The two year project will first
Posted: Thu Jul 10, 2025 8:52 am
Archived web data from IA’s general web collections will be used in the project. Because translations are particularly scarce for Icelandic, Croatian, Norwegian, and Irish, the IA will also use customized internal language classification tools to prioritize and extract data in these languages from archived websites in its collections.
The partnership expands on IA’s ongoing effort to provide computational research services to large-scale data mining projects focusing on open-source technical developments for furthering the public good and open access to information and data. Other recent collaborations include providing web data for assessing the state of local online news whatsapp lead nationwide, analyzing historical corporate industry classifications, and mapping online social communities. As well, IA is expanding its work in making available custom extractions and datasets from its 20+ years of historical web data. For further information on IA’s web and data services, contact webservices at archive
focus on OSF Registrations data and expand to include other open access materials hosted on OSF. Later stage work will test interoperable approaches to sharing subsets of this data with other preservation networks such as LOCKSS, AP Trust, and individual university libraries. Together, IA and COS aim to lay the groundwork for seamless technical integration supporting the full lifecycle of data publishing, distribution, preservation, and perpetual access.

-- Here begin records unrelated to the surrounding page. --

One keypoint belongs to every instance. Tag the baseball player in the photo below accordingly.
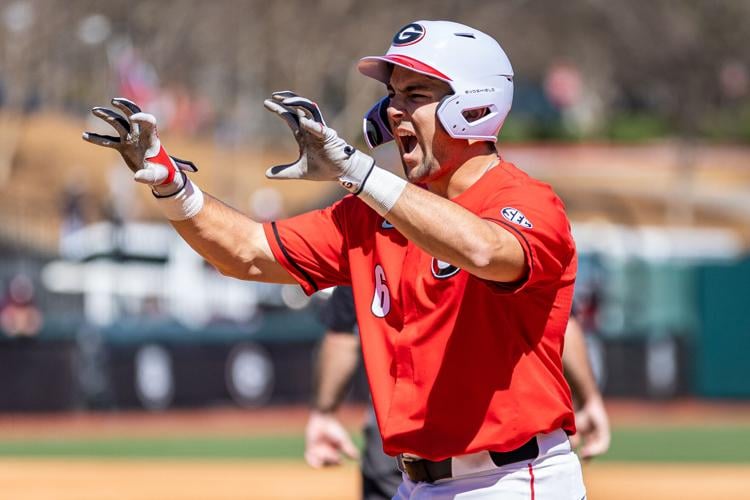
(326, 440)
(462, 274)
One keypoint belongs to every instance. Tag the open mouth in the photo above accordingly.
(408, 141)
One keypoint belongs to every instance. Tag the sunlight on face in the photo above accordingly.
(423, 144)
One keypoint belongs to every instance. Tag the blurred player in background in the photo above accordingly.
(327, 441)
(462, 274)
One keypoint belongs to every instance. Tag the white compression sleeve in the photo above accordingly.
(184, 204)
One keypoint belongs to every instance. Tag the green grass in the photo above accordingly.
(636, 444)
(681, 444)
(268, 447)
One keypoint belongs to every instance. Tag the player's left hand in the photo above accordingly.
(593, 429)
(326, 441)
(324, 156)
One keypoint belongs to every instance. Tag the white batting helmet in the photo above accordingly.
(471, 62)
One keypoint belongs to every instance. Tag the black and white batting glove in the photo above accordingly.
(138, 143)
(324, 156)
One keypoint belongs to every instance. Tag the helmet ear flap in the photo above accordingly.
(376, 128)
(477, 113)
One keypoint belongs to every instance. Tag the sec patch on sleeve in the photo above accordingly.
(516, 217)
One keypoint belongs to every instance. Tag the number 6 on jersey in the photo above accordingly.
(381, 300)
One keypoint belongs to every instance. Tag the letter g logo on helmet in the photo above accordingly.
(409, 34)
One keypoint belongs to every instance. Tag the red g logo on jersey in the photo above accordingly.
(442, 270)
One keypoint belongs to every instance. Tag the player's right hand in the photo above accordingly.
(139, 145)
(326, 441)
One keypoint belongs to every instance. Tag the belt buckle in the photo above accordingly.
(403, 459)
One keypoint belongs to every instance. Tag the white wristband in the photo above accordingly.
(184, 204)
(382, 189)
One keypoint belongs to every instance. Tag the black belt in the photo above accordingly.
(420, 469)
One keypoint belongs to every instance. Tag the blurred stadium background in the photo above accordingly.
(117, 341)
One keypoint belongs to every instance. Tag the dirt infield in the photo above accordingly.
(180, 480)
(232, 421)
(189, 479)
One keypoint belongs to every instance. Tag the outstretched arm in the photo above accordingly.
(232, 242)
(228, 239)
(439, 226)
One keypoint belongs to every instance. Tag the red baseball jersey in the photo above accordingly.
(456, 363)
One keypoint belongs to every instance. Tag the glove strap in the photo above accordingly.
(184, 204)
(380, 189)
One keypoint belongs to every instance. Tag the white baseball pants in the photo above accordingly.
(554, 475)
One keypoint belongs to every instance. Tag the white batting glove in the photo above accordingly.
(326, 441)
(324, 156)
(140, 147)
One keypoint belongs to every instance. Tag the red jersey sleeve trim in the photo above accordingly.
(519, 285)
(282, 256)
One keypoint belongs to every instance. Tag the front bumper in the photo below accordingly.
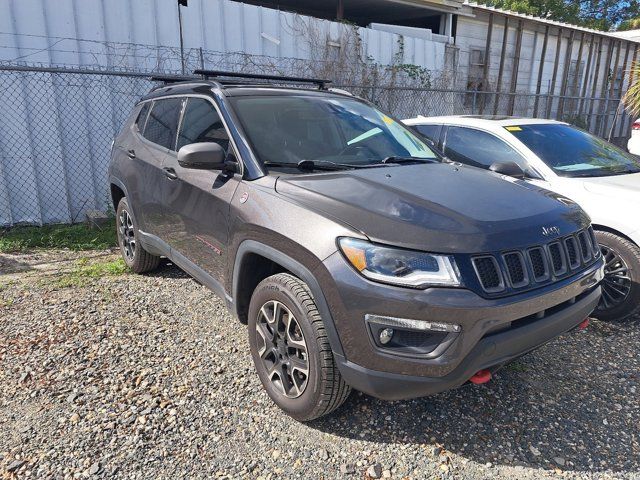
(494, 331)
(489, 353)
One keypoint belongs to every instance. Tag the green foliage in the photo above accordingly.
(632, 97)
(72, 237)
(84, 273)
(631, 24)
(597, 14)
(577, 120)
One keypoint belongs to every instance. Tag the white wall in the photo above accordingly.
(55, 130)
(144, 34)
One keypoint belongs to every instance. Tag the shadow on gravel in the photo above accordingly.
(571, 405)
(167, 269)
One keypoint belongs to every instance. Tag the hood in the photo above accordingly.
(446, 208)
(622, 187)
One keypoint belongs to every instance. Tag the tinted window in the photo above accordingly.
(432, 132)
(142, 116)
(480, 149)
(572, 152)
(328, 129)
(201, 123)
(163, 122)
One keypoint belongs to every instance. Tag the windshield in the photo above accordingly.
(572, 152)
(341, 132)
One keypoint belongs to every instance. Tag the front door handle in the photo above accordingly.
(170, 173)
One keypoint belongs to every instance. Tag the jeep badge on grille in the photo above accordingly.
(548, 231)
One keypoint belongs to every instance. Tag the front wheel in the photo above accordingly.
(621, 285)
(133, 253)
(291, 351)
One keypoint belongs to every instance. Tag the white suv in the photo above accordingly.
(634, 142)
(602, 178)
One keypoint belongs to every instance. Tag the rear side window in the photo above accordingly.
(162, 123)
(432, 132)
(201, 123)
(480, 149)
(141, 120)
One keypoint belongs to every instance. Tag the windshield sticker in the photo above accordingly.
(365, 135)
(577, 166)
(387, 120)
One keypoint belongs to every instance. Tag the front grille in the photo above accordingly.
(558, 262)
(516, 269)
(488, 272)
(537, 264)
(585, 246)
(572, 251)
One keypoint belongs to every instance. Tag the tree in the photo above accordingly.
(597, 14)
(632, 97)
(632, 24)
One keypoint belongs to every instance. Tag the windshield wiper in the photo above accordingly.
(400, 160)
(310, 165)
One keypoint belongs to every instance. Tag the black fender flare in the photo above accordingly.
(297, 269)
(115, 181)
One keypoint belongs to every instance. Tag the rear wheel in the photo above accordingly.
(133, 253)
(291, 351)
(621, 285)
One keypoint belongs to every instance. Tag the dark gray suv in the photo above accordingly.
(356, 254)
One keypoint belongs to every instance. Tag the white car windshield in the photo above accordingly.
(325, 130)
(572, 152)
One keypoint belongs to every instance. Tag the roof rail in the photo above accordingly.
(322, 84)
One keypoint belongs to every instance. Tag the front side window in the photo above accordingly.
(572, 152)
(162, 123)
(201, 123)
(141, 119)
(432, 132)
(324, 129)
(480, 149)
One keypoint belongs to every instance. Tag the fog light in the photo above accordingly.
(413, 324)
(386, 335)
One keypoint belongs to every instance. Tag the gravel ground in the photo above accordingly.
(125, 376)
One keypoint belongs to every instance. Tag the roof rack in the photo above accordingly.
(173, 78)
(322, 84)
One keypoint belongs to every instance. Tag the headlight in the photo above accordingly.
(400, 267)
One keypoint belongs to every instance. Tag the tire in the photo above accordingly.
(621, 286)
(133, 253)
(303, 397)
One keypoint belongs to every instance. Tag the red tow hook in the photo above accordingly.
(481, 376)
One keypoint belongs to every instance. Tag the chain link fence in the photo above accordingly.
(57, 125)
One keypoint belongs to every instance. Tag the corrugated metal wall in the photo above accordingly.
(55, 130)
(136, 34)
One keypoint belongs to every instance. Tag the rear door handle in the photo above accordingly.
(170, 173)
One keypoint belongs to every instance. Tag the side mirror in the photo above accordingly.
(202, 156)
(511, 169)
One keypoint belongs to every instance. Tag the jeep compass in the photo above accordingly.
(356, 255)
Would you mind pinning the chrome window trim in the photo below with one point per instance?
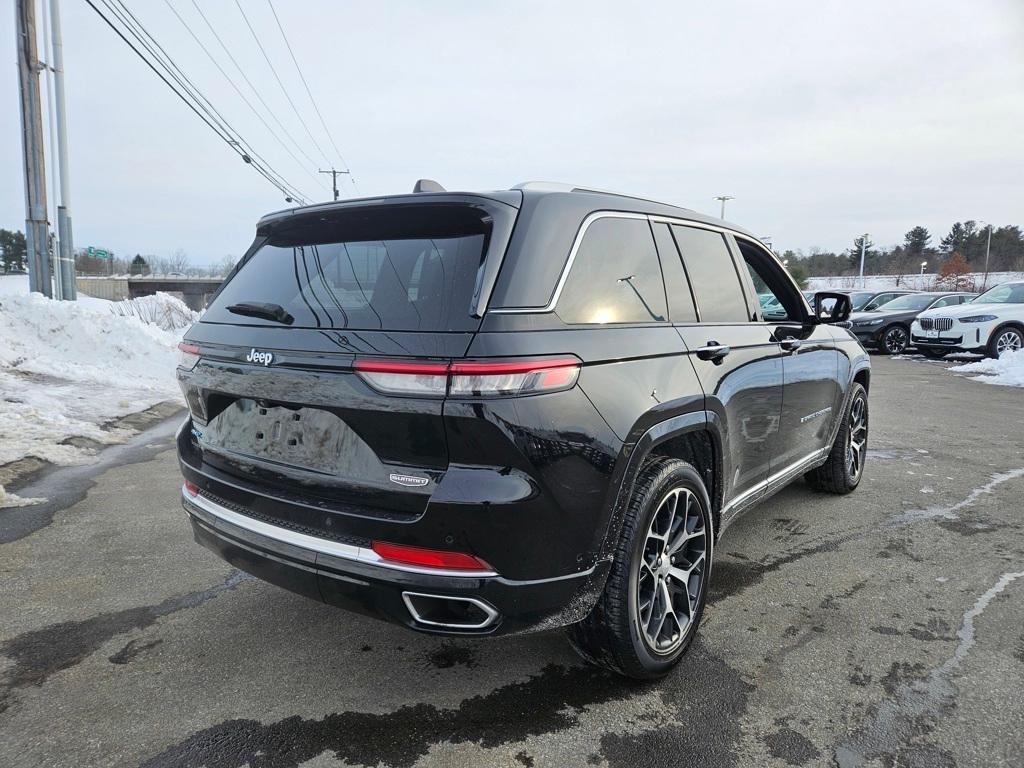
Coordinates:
(314, 544)
(596, 215)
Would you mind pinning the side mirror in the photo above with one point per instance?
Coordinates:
(832, 307)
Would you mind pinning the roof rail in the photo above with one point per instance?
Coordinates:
(558, 186)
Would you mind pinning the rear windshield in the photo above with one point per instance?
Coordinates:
(396, 268)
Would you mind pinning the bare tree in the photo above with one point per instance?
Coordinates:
(177, 262)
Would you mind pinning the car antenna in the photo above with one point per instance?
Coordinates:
(427, 184)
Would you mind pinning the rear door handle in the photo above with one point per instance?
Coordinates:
(713, 351)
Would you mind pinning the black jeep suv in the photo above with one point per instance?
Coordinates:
(491, 413)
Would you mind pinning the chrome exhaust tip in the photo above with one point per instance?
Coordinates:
(450, 612)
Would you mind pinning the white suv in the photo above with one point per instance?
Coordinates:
(990, 325)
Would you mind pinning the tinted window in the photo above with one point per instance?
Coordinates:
(615, 276)
(676, 284)
(411, 268)
(716, 285)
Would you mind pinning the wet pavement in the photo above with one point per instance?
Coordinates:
(881, 629)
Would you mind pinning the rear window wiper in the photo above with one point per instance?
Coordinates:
(267, 311)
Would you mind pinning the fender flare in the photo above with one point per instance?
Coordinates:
(633, 456)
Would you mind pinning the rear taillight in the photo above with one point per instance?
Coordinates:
(187, 355)
(424, 379)
(485, 379)
(470, 379)
(430, 558)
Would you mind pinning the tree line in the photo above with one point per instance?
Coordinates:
(966, 241)
(13, 257)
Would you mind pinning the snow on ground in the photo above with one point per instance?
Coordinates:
(1008, 370)
(67, 368)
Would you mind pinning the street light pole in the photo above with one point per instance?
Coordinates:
(863, 248)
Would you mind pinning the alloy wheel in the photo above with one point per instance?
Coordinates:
(896, 340)
(1008, 341)
(673, 569)
(857, 440)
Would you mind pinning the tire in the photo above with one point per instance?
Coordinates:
(895, 340)
(845, 466)
(617, 633)
(1005, 339)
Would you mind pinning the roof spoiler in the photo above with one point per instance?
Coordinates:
(426, 184)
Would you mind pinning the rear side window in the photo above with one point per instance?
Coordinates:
(713, 274)
(615, 276)
(403, 268)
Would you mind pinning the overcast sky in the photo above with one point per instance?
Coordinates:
(823, 119)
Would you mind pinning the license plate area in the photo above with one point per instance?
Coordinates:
(307, 438)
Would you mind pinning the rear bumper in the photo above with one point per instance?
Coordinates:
(355, 579)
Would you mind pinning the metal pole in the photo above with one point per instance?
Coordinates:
(52, 235)
(863, 247)
(32, 145)
(988, 247)
(70, 290)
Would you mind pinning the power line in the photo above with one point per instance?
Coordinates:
(196, 102)
(248, 154)
(302, 77)
(242, 72)
(280, 82)
(212, 117)
(242, 95)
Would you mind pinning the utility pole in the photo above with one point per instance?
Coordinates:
(32, 145)
(51, 136)
(863, 248)
(724, 198)
(334, 179)
(988, 247)
(68, 288)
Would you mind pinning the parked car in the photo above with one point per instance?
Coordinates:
(887, 328)
(865, 301)
(485, 413)
(990, 325)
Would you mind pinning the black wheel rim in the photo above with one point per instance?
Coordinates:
(673, 569)
(1008, 341)
(857, 436)
(896, 340)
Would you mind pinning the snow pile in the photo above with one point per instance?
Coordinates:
(68, 368)
(161, 309)
(1008, 370)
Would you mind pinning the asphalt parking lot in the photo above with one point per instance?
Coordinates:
(883, 629)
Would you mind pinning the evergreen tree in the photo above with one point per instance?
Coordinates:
(915, 242)
(955, 240)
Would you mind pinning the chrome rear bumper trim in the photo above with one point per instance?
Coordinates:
(314, 544)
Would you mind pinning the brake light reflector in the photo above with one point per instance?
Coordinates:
(187, 355)
(431, 558)
(472, 378)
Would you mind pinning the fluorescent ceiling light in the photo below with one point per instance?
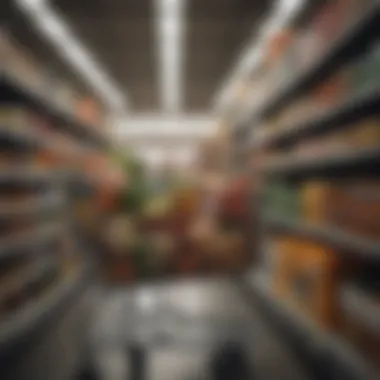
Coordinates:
(170, 25)
(283, 13)
(154, 125)
(57, 31)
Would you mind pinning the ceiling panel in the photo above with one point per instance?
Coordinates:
(120, 34)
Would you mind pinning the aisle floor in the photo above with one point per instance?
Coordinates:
(179, 325)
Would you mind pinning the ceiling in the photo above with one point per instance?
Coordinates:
(120, 34)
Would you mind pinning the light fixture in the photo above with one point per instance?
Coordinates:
(282, 14)
(170, 43)
(53, 27)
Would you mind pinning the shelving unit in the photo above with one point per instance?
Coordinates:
(362, 162)
(329, 356)
(332, 236)
(13, 89)
(347, 45)
(49, 271)
(325, 351)
(355, 108)
(34, 317)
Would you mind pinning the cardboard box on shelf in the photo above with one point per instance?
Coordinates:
(308, 277)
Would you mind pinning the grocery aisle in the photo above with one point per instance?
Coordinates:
(179, 325)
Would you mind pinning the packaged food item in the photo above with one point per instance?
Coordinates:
(360, 305)
(364, 72)
(365, 134)
(15, 117)
(283, 199)
(358, 209)
(308, 278)
(331, 92)
(318, 200)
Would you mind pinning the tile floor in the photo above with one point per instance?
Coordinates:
(178, 326)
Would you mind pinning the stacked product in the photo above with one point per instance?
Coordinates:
(320, 203)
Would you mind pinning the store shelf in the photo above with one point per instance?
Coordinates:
(361, 162)
(29, 240)
(342, 240)
(364, 309)
(328, 354)
(31, 207)
(36, 316)
(12, 138)
(14, 90)
(357, 107)
(26, 175)
(346, 45)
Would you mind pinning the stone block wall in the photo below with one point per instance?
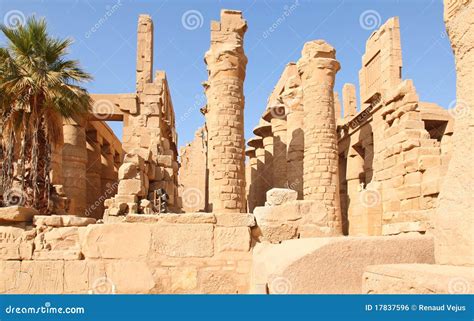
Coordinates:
(187, 253)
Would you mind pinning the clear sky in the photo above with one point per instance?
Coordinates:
(276, 33)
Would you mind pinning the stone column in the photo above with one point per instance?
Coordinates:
(252, 178)
(259, 191)
(74, 166)
(317, 68)
(95, 206)
(454, 222)
(349, 100)
(295, 136)
(226, 63)
(276, 115)
(264, 130)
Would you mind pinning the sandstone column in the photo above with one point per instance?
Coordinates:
(295, 134)
(144, 51)
(454, 223)
(95, 207)
(74, 166)
(226, 63)
(349, 100)
(259, 190)
(318, 68)
(276, 115)
(251, 177)
(264, 130)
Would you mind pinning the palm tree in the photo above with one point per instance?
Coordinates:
(38, 88)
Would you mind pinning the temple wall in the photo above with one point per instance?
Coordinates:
(173, 253)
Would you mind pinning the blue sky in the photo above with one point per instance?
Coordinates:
(108, 52)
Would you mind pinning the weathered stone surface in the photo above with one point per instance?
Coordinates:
(17, 214)
(16, 243)
(62, 220)
(183, 240)
(232, 239)
(235, 219)
(278, 196)
(418, 279)
(58, 244)
(329, 265)
(116, 241)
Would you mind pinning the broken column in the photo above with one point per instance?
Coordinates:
(317, 68)
(258, 180)
(276, 115)
(264, 130)
(74, 166)
(454, 222)
(226, 63)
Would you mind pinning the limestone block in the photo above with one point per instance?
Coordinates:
(183, 240)
(131, 186)
(15, 243)
(232, 239)
(10, 272)
(278, 196)
(184, 279)
(116, 241)
(418, 279)
(130, 277)
(40, 277)
(235, 219)
(218, 282)
(17, 214)
(58, 244)
(127, 171)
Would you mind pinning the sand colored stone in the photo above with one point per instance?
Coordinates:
(226, 63)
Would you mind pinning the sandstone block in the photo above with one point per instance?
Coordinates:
(116, 241)
(183, 240)
(17, 214)
(278, 196)
(235, 219)
(232, 239)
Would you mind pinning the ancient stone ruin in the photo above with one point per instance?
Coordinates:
(328, 196)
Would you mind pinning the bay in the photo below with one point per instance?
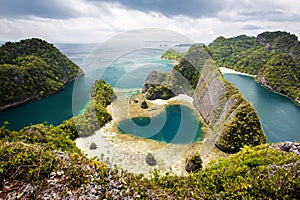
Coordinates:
(280, 116)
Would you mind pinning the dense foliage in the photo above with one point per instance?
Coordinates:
(95, 115)
(43, 162)
(32, 69)
(192, 63)
(171, 54)
(159, 91)
(273, 56)
(260, 173)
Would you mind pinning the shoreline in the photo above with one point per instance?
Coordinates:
(36, 97)
(129, 152)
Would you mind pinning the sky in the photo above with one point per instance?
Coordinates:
(94, 21)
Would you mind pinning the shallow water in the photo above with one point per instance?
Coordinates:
(279, 115)
(178, 125)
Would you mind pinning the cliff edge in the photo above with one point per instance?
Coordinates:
(32, 69)
(232, 119)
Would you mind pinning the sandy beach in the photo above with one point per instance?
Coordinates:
(129, 152)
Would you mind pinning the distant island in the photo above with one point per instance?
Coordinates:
(32, 69)
(232, 119)
(274, 57)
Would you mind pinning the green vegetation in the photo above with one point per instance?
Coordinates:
(95, 115)
(273, 56)
(159, 91)
(42, 161)
(32, 69)
(171, 54)
(192, 63)
(244, 129)
(254, 173)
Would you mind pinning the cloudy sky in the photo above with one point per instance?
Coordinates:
(79, 21)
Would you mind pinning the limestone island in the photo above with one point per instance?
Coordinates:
(228, 120)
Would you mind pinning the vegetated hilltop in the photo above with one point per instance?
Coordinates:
(43, 162)
(232, 119)
(273, 56)
(32, 69)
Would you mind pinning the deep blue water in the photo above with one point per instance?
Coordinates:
(178, 125)
(279, 115)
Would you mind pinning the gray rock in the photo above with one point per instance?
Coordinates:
(193, 162)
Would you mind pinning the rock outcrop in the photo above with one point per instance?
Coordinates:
(232, 119)
(193, 162)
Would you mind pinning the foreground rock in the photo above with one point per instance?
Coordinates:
(288, 147)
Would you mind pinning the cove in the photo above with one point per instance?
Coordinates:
(177, 125)
(279, 115)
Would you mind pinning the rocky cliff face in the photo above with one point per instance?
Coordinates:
(233, 121)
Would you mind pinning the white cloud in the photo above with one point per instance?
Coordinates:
(98, 22)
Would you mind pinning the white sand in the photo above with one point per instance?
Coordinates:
(129, 152)
(225, 70)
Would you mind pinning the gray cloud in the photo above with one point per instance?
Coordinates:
(275, 15)
(39, 8)
(191, 8)
(251, 27)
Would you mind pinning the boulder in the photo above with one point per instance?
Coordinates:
(144, 105)
(150, 160)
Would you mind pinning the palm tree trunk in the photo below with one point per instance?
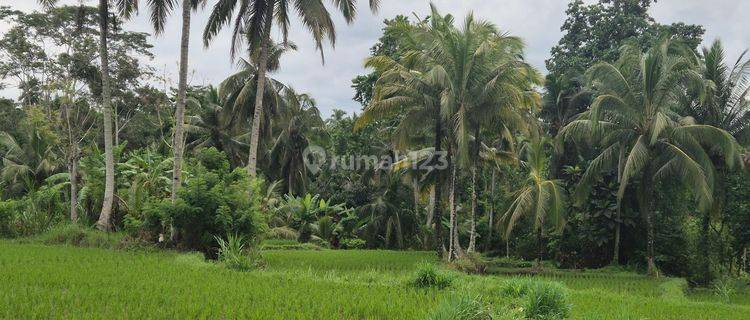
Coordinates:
(491, 224)
(73, 171)
(73, 154)
(179, 114)
(252, 160)
(645, 207)
(437, 194)
(540, 247)
(705, 230)
(473, 231)
(454, 246)
(475, 163)
(618, 228)
(105, 217)
(429, 219)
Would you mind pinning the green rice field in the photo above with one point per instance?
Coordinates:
(61, 282)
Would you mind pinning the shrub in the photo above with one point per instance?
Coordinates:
(353, 244)
(79, 236)
(547, 300)
(430, 276)
(7, 211)
(237, 254)
(725, 288)
(470, 263)
(506, 262)
(213, 201)
(517, 287)
(462, 307)
(673, 288)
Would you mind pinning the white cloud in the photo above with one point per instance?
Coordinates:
(536, 21)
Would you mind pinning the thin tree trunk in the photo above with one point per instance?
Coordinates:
(474, 165)
(540, 248)
(452, 214)
(473, 231)
(73, 171)
(705, 229)
(491, 221)
(455, 250)
(252, 160)
(105, 217)
(645, 207)
(618, 228)
(73, 154)
(415, 193)
(429, 218)
(438, 186)
(116, 120)
(179, 114)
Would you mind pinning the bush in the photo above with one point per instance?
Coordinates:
(673, 288)
(462, 307)
(430, 276)
(506, 262)
(33, 214)
(79, 236)
(214, 201)
(547, 300)
(517, 287)
(7, 211)
(470, 263)
(725, 288)
(353, 244)
(237, 254)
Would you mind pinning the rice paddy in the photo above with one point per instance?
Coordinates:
(61, 282)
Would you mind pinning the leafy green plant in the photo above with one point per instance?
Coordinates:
(547, 300)
(462, 307)
(236, 253)
(429, 275)
(351, 244)
(725, 288)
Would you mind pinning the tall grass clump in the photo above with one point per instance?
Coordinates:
(673, 289)
(462, 307)
(429, 275)
(547, 300)
(80, 236)
(237, 253)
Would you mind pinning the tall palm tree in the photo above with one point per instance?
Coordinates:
(178, 143)
(726, 106)
(539, 196)
(211, 126)
(254, 21)
(28, 161)
(298, 123)
(633, 122)
(411, 88)
(238, 92)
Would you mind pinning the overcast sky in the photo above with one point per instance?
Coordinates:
(536, 21)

“I think our presentation experience has until now not been as much of a focus as our gathering of materials from different sources,” Cheng said. “So now we are really trying to take time and check with our users, finding out who’s using the site and what they need. And we’re trying to present better experiences for exploring, consuming and searching for content.”.
The partnership expands on IA’s ongoing effort to provide computational research services to large-scale data mining projects focusing on open-source technical developments for furthering the public good and open access to information and data. Other recent collaborations include providing web data for assessing the state of local online news whatsapp lead nationwide, analyzing historical corporate industry classifications, and mapping online social communities. As well, IA is expanding its work in making available custom extractions and datasets from its 20+ years of historical web data. For further information on IA’s web and data services, contact webservices at archive
focus on OSF Registrations data and expand to include other open access materials hosted on OSF. Later stage work will test interoperable approaches to sharing subsets of this data with other preservation networks such as LOCKSS, AP Trust, and individual university libraries. Together, IA and COS aim to lay the groundwork for seamless technical integration supporting the full lifecycle of data publishing, distribution, preservation, and perpetual access.
“I think our presentation experience has until now not been as much of a focus as our gathering of materials from different sources,” Cheng said. “So now we are really trying to take time and check with our users, finding out who’s using the site and what they need. And we’re trying to present better experiences for exploring, consuming and searching for content.”.